Fleabag (2016-2019). Una maestra escapista del dolor.

 

Fleabag es, como indica el inicio de la segunda temporada, una verdadera historia de amor. De las que dejan huella. Y una sobre miedos, tanto femeninos como universales. La protagonista, interpretada por Phoebe Waller-Bridge, es un personaje contradictorio y atractivo en torno al que van a girar todos los elementos de la serie. En clave de comedia dramática, donde cualquier atisbo de melodrama queda dinamitado por la ágil lengua de Fleabag -su nombre en ausencia de cualquier otro-, la serie habla de una mujer rota e inmadura atravesada por el duelo tras la muerte de su madre y su mejor amiga.  Un personaje que no es capaz de lidiar con sus emociones, sirviéndose del footing como excusa para visitar la tumba de su madre cada día y manteniendo abierto un pequeño café que no da ingresos. Fleabag está llena de culpa y encierra su dolor en diálogos de un sofisticado humor negro (“a veces pienso que si tuviera las tetas más grandes no sería tan feminista”). Para hacer posible la huida, despliega un dispositivo muy sugerente que materializa con la ruptura de la cuarta pared. Con dicho recurso, Fleabag establece una comunicación unilateral con el espectador al que hace cómplice de sus incapacidades, trasladando mensajes sarcásticos sobre las situaciones que experimenta. En realidad, necesita ocupar su mente con otras imágenes que no sean las del pasado, esos breves flashbacks que se cuelan de manera intermitente en la pantalla de la misma forma que cruzan su mente. Pero, a su vez, la resistencia a afrontar los duelos forma parte de una estrategia mediante la cual superar el trauma implica olvidar y no está dispuesta a ello.

Una serie cuyo formato puede provocar una idea equivocada. Las dos temporadas, de seis capítulos cada una, no contienen un producto ligero. Es más, la corta duración de los capítulos (25 minutos aproximadamente) es una metáfora perfecta de cómo Fleabag escapa rápidamente de sus problemas. Con tan poco, Phoebe, a partir de un texto propio -que nació para el teatro y luego adaptó convirtiéndose en codirectora, escritora y protagonista de la serie- es capaz de renovar la narrativa del dolor. Y aunque se trate de una propuesta original, se entiende en un contexto en el que son las cineastas quienes han comenzado a explorar formas alternativas de narrarse, en un proceso de toma de conciencia de sí mismas como sujeto que aporta nuevas perspectivas sobre temas normalmente narrados por hombres: el sexo, la menopausia, la relaciones entre mujeres -destacando la de Fleabag con Claire-. Y tanto ha calado la sinceridad de Fleabag que han llegado a producirse remakes (Mouchée) y otras series que han recogido el relevo para seguir explorando tabúes como el de la sexualidad en Pure o el consentimiento, desde un tono menos cómico, en I May Destroy You.

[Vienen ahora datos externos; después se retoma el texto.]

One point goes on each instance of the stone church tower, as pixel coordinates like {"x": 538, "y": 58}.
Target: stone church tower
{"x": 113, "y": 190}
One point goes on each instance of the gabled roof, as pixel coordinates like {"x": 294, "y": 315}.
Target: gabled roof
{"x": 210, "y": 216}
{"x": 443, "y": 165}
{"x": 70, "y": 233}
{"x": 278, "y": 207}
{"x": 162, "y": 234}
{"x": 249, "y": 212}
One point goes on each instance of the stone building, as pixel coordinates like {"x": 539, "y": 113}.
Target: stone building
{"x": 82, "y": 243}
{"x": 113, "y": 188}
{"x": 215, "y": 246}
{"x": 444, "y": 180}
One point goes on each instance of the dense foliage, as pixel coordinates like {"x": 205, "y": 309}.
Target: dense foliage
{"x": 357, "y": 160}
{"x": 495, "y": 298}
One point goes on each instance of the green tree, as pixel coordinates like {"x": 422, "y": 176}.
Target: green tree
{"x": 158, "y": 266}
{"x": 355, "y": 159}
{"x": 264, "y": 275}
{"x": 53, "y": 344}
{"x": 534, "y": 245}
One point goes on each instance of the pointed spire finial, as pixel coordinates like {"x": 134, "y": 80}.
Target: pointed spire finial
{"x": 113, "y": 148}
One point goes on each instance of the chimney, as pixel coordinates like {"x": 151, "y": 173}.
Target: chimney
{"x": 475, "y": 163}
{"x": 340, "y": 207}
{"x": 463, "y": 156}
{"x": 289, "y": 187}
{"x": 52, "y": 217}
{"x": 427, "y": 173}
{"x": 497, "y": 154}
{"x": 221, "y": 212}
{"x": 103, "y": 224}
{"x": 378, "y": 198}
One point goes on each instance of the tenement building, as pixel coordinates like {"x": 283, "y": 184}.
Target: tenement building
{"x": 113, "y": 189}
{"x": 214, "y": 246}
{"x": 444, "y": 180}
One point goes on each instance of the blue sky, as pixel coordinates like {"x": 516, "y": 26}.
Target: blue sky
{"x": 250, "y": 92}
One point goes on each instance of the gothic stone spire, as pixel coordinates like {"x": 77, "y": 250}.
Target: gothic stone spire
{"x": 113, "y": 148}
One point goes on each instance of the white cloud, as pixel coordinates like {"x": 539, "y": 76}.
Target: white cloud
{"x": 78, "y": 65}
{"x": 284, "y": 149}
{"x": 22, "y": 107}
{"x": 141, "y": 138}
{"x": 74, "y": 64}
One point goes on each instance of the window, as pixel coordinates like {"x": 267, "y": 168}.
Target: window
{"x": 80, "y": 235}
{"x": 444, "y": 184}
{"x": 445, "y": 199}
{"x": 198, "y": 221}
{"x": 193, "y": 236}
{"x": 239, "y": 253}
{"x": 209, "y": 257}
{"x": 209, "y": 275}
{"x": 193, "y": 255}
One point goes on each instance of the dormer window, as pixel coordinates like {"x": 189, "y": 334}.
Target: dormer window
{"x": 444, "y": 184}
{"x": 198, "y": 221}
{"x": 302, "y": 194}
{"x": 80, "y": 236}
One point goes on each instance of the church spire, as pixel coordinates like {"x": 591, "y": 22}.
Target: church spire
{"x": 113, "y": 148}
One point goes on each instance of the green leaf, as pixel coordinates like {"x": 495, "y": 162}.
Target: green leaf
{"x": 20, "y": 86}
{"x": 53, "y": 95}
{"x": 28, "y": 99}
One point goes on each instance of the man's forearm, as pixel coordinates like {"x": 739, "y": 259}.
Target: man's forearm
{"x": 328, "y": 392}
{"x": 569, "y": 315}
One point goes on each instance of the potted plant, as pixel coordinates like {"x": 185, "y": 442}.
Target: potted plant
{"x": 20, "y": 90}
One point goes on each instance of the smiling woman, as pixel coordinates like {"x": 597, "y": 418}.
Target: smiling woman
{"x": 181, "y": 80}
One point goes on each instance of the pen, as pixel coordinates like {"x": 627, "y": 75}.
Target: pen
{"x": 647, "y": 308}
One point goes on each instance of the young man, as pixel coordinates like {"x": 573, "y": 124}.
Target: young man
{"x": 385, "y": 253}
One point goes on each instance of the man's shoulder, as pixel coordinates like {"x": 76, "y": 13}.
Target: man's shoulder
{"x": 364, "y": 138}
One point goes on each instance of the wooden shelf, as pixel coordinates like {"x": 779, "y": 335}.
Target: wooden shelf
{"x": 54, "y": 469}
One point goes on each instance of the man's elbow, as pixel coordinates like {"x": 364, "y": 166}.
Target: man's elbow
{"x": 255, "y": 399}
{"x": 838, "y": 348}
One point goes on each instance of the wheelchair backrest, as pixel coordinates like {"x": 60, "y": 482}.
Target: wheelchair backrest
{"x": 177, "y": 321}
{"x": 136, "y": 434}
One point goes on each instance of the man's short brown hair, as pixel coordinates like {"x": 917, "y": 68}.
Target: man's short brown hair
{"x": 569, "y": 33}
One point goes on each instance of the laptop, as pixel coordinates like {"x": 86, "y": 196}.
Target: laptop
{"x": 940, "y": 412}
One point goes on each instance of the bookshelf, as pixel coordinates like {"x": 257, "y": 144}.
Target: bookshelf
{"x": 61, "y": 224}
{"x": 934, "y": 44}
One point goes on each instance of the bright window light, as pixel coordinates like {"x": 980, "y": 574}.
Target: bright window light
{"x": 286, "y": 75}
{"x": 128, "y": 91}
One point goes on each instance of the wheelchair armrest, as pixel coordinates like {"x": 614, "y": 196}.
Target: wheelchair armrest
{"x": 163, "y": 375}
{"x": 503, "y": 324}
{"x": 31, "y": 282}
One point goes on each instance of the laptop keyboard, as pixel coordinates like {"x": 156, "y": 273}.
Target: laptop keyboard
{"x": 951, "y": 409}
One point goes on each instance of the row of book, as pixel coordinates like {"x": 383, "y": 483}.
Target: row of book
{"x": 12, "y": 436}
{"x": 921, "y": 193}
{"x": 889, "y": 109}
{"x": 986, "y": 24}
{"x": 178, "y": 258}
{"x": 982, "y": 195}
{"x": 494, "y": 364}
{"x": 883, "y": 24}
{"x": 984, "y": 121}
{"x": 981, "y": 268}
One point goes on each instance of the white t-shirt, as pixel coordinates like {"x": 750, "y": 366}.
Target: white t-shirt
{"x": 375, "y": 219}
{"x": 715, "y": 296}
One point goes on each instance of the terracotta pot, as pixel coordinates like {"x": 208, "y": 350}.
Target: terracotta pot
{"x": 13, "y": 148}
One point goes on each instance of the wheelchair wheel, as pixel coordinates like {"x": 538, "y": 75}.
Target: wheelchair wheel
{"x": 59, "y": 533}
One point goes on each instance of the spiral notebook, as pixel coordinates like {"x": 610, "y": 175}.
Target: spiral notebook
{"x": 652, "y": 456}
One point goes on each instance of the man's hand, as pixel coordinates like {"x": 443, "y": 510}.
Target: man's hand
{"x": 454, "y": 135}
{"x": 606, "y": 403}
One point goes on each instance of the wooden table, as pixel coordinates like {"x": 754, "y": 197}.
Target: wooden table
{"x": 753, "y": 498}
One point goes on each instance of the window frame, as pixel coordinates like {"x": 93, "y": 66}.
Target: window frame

Y así, se llega al devastador final que es en realidad un esperanzador comienzo. Fleabag se marcha en dirección contraria a la cámara. Y aunque tras despedirse vuelva a mirar, lo hace para dar el adiós definitivo porque comprende que debe aprender a quererse con todas sus contradicciones. Y para eso no puede seguir interpelando a una audiencia que ha sido cómplice del estancamiento personal de la protagonista. Aprender a convivir con ella implica abandonar el dispositivo -descubierto por “el cura”- tras el que se había atrincherado. Y echar a andar. Sola. Ella, que había sido -como Hillary (la cobaya)-, una maestra escapista del dolor. Por eso Fleabag es una verdadera historia de amor. Del esencial: el amor propio.